Die Kunst, auf dem Teppich zu bleiben

Diese Woche hat mich unsere Oberbürgermeisterin beeindruckt, weil sie es geschafft hat, nicht zu lachen. Fast ohne das Gesicht zu verziehen, hat sie im Stadtrat eine Anfrage des CDU-Stadtverordneten Sascha Zehner beantwortet.



Der ist durch einen Bericht, der im Dezember in der Saarbrücker Zeitung stand, darauf aufmerksam geworden, dass der edle Teppich im Rathausfestsaal aus Rumänien stammt - und zu einer Zeit hergestellt wurde, in der dort der Diktator Nicolae Ceausescu sein Unwesen trieb.

Ein im real existierenden Sozialismus hergestellter Teppich im Saarbrücker Rathaus - da hatte der Christdemokrat doch ein paar knallharte Fragen. Und so erfuhren Zehner und alle anderen 62 Stadtverordneten und die Bürger, die eigentlich gekommen waren, um zu hören, was der Stadtrat Weises zu beschließen hat, von Charlotte Britz, dass der 9,80 mal 7,85 Meter große Teppich eigentlich der Sparkasse Saarbrücken gehört, die ihn wohl legal von einem Kunsthändler erworben und ihn der Stadt 1996 leihweise zur Verfügung gestellt hat. Produziert sei der Teppich, der zuletzt einen Versicherungswert von exakt 99 950 Euro hatte, in den majestätischen Werkstätten Rumäniens, erklärte Britz.

Nach SZ-Informationen wurde der einzigartige Teppich für Ceausescu persönlich angefertigt. 1989 trennten sich die Rumänen aber erst von Ceausescu (er wurde erschossen) und dann vom Teppich (er wurde wie viele andere wertvolle Dinge aus dem Präsidentenpalast verkauft).

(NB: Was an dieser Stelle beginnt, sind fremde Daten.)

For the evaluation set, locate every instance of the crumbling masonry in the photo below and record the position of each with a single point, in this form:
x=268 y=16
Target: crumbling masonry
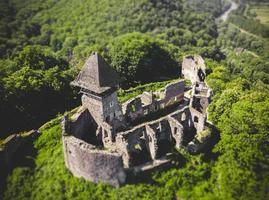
x=103 y=141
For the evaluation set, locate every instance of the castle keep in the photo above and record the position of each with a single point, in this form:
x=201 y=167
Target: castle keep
x=105 y=141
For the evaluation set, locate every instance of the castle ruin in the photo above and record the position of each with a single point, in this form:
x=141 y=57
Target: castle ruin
x=105 y=141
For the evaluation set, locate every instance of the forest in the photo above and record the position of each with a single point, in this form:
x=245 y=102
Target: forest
x=44 y=43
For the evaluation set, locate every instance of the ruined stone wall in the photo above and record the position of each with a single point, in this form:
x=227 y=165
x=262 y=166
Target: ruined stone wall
x=147 y=141
x=193 y=68
x=112 y=108
x=146 y=103
x=84 y=160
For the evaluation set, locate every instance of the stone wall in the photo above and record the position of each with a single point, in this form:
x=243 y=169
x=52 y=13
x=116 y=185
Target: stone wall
x=85 y=160
x=152 y=140
x=147 y=103
x=193 y=68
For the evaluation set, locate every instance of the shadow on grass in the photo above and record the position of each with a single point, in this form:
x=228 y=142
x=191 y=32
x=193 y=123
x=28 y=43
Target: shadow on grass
x=24 y=156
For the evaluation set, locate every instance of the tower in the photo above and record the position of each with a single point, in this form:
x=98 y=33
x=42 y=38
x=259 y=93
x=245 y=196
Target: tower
x=99 y=83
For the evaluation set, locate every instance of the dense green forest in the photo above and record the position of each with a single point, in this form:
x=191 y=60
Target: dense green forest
x=43 y=44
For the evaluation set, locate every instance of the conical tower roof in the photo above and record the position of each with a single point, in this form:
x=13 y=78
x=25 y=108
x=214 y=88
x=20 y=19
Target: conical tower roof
x=96 y=75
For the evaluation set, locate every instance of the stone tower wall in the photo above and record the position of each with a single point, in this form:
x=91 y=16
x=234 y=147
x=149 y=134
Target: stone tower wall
x=84 y=160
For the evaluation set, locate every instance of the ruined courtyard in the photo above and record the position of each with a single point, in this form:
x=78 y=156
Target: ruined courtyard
x=105 y=141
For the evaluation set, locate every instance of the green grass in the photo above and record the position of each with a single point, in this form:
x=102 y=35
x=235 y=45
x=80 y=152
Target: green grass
x=262 y=12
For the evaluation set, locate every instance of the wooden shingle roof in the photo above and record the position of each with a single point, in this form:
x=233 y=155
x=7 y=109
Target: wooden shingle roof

Dass die Arbeiter, die den Teppich hergestellt haben, geknechtet wurden, konnte die Oberbürgermeisterin dem CDU-Stadtverordneten nicht bestätigen. Um etwas über die Arbeitsbedingungen in den besagten Werkstätten zu erfahren, könne man aber gerne den rumänischen Botschafter oder den internationalen Gerichtshof in Den Haag anschreiben, bot sie an. Das und den Ruf der politischen Konkurrenz nach einem Teppich-Untersuchungsausschuss fand Zehner nicht witzig. Mich hätte er beeindruckt, wenn er an der Stelle einfach hätte lachen können.